- Born: 1923 Kottayam, Kerala
- Died: 20 April 2010 Kottayam, Kerala
- Occupation: Actress
- Years active: 1923

= M. K. Kamalam =

Indian actress

M. K. Kamalam (1923 – 20 April 2010) was an Indian actress in Malayalam cinema. She was the heroine in the first Malayalam talkie film, Balan (1938).

==Personal life==
Kamalam was born in 1923 at Kottayam as the third daughter of Kumarakam Mangat Kochupanicker, a music teacher, and his wife Karthyayini.

Aside from acting, she was also active in music. Sebastian Kunjukunju Bhagavathar was her first music teacher. She also trained under Thomas Punnan, Narayanan Bhagavathar, Ochira Raman Bhagavathar, and Kottayam Sankunni Nair.

==Career==
She appeared in her first play Allirani when she was seven. She acted in it with her father. She got the invitation to act in a movie while she was acting in a play called Vichithravijayam. She was selected from the five ladies who were in the play by director S. Nattani, producer T. R. Sundaram, and actor Alleppey Vincent who were all watching the play. Aged 15, she acted in the first Malayalam "talkie" film, Balan (1938).

Kamalam also sang a trio of songs in her first movie in which the song Jagadeeswara Jayajaya became quite popular. Kamalam's was the first Malayalam voice ever heard on the sound track of a film as her debut film was the first audio movie in the language.
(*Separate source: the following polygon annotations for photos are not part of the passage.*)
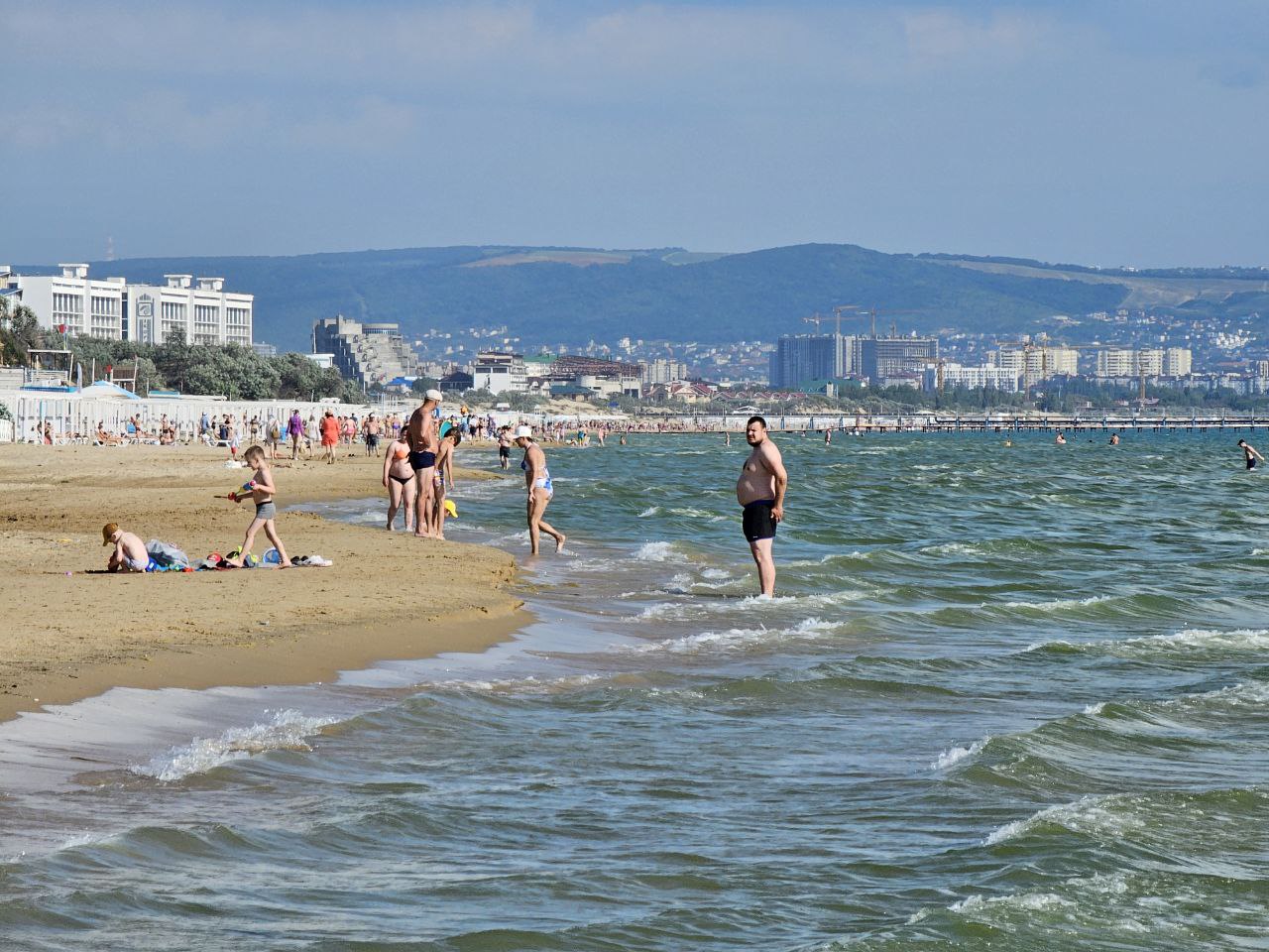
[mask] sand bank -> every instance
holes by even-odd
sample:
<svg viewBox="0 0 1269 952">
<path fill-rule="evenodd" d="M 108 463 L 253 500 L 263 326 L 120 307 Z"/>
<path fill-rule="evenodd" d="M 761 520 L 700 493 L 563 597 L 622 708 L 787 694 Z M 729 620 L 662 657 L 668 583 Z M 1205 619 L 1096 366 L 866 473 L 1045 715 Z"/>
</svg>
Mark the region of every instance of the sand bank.
<svg viewBox="0 0 1269 952">
<path fill-rule="evenodd" d="M 206 447 L 0 446 L 0 720 L 115 685 L 325 680 L 376 660 L 482 650 L 523 623 L 506 592 L 511 556 L 308 513 L 279 515 L 282 541 L 331 567 L 99 571 L 107 522 L 190 559 L 237 546 L 251 504 L 212 495 L 250 473 L 225 459 Z M 343 448 L 335 466 L 279 461 L 279 510 L 382 494 L 381 467 Z M 268 547 L 261 532 L 256 555 Z"/>
</svg>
Her acting in the movie was considered quite bold because at that time it was uncommon for a woman to act in movies or even in stage plays.
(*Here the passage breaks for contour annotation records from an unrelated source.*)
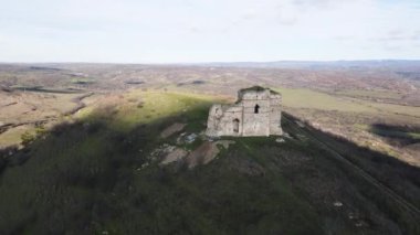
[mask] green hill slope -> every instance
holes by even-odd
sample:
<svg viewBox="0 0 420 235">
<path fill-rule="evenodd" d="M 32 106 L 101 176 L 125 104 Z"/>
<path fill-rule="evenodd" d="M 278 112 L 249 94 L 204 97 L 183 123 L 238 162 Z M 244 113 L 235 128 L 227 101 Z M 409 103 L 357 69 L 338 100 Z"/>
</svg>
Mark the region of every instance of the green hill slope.
<svg viewBox="0 0 420 235">
<path fill-rule="evenodd" d="M 187 135 L 204 129 L 210 99 L 155 94 L 144 102 L 143 109 L 133 105 L 135 114 L 129 106 L 86 114 L 10 158 L 0 178 L 2 234 L 420 233 L 416 168 L 309 128 L 301 131 L 290 116 L 284 142 L 225 138 L 234 143 L 207 164 L 161 165 L 153 156 L 162 145 L 193 150 L 206 141 L 159 135 L 174 122 L 187 124 Z"/>
</svg>

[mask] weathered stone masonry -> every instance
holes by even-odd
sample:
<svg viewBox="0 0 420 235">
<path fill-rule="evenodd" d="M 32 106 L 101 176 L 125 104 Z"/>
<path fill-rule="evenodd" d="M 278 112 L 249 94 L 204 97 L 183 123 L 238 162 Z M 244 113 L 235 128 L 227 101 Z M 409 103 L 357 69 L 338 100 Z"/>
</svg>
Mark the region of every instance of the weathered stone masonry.
<svg viewBox="0 0 420 235">
<path fill-rule="evenodd" d="M 282 96 L 269 88 L 254 86 L 238 92 L 233 105 L 213 105 L 207 121 L 208 136 L 282 135 Z"/>
</svg>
After her appearance in a movie, she went on to become popular in stage plays. Due to her contract with the stage company, she could not take any offers from movies until much when she filmed a movie called Bhootharaayar which was never released due to the death of the producer Thrissur Appan Thampuran. Bhootharaayar was also actor S. P. Pillai's debut film.
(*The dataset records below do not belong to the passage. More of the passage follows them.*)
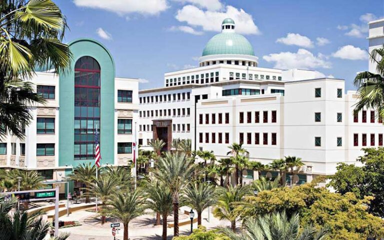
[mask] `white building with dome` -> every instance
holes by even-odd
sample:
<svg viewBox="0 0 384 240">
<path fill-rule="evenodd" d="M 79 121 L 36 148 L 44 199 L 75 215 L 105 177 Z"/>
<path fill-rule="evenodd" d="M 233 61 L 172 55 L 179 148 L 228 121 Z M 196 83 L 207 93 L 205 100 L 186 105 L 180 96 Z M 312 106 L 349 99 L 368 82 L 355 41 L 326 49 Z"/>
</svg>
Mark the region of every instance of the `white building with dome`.
<svg viewBox="0 0 384 240">
<path fill-rule="evenodd" d="M 139 91 L 139 144 L 190 139 L 192 150 L 226 157 L 242 143 L 251 160 L 264 164 L 292 156 L 305 166 L 294 182 L 334 174 L 356 162 L 361 148 L 383 145 L 384 128 L 371 110 L 354 116 L 358 96 L 344 80 L 316 72 L 258 66 L 252 45 L 230 18 L 207 43 L 198 68 L 167 72 L 164 87 Z M 244 171 L 244 181 L 258 178 Z M 275 176 L 272 171 L 262 174 Z M 286 176 L 289 180 L 289 176 Z"/>
</svg>

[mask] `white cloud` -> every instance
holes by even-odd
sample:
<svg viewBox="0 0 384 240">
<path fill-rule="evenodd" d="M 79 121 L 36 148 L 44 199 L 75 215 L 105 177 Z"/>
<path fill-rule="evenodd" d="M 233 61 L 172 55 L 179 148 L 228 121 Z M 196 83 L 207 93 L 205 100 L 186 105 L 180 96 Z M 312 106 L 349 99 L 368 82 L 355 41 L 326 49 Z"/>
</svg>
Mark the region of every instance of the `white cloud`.
<svg viewBox="0 0 384 240">
<path fill-rule="evenodd" d="M 101 9 L 120 15 L 138 12 L 154 15 L 168 8 L 166 0 L 73 0 L 78 6 Z"/>
<path fill-rule="evenodd" d="M 192 5 L 184 6 L 178 11 L 176 19 L 186 22 L 192 27 L 201 27 L 204 31 L 220 32 L 222 20 L 226 18 L 233 18 L 236 24 L 236 32 L 242 34 L 260 34 L 254 22 L 252 16 L 242 9 L 238 10 L 228 6 L 224 12 L 204 11 Z"/>
<path fill-rule="evenodd" d="M 330 43 L 330 41 L 325 38 L 316 38 L 316 44 L 319 46 L 324 46 L 324 45 Z"/>
<path fill-rule="evenodd" d="M 316 68 L 329 68 L 330 62 L 322 54 L 317 56 L 310 51 L 300 48 L 297 52 L 290 52 L 272 54 L 264 56 L 262 58 L 268 62 L 275 62 L 274 67 L 278 68 L 312 69 Z"/>
<path fill-rule="evenodd" d="M 105 39 L 106 40 L 112 40 L 112 35 L 111 35 L 110 34 L 104 30 L 104 29 L 102 29 L 101 28 L 98 28 L 97 32 L 98 32 L 98 36 L 102 38 L 102 39 Z"/>
<path fill-rule="evenodd" d="M 296 45 L 302 48 L 314 47 L 314 43 L 308 37 L 292 32 L 287 34 L 285 38 L 278 38 L 276 42 L 280 42 L 286 45 Z"/>
<path fill-rule="evenodd" d="M 188 2 L 198 6 L 215 11 L 222 8 L 222 4 L 219 0 L 174 0 L 182 3 Z"/>
<path fill-rule="evenodd" d="M 332 56 L 334 58 L 348 60 L 368 59 L 368 54 L 366 51 L 352 45 L 346 45 L 340 48 L 336 52 L 332 54 Z"/>
<path fill-rule="evenodd" d="M 170 30 L 181 31 L 194 35 L 202 35 L 204 34 L 202 32 L 196 31 L 190 26 L 172 26 L 170 28 Z"/>
</svg>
Plays in which she appeared include Sree Narayana Guru, Anarkali, Magdalana Mariyam, Kochu Seetha, and Marakkanavatha Manushyan. She retired from acting in 1964 only to return 10 years later to appear in the film, Sayahnam. Her final stage appearance was in Jeevitham Avasanikkunnilla, written by Thrissur Nadaka Kalasamithi.

==Death==
Kamalam died on 20 April 2010 at Kottayam. She was under treatment at Kottayam Medical College where she fell out of her hospital bed and broke her leg. The exact cause of death has not yet been released. She was 86. She was survived by her husband and three children.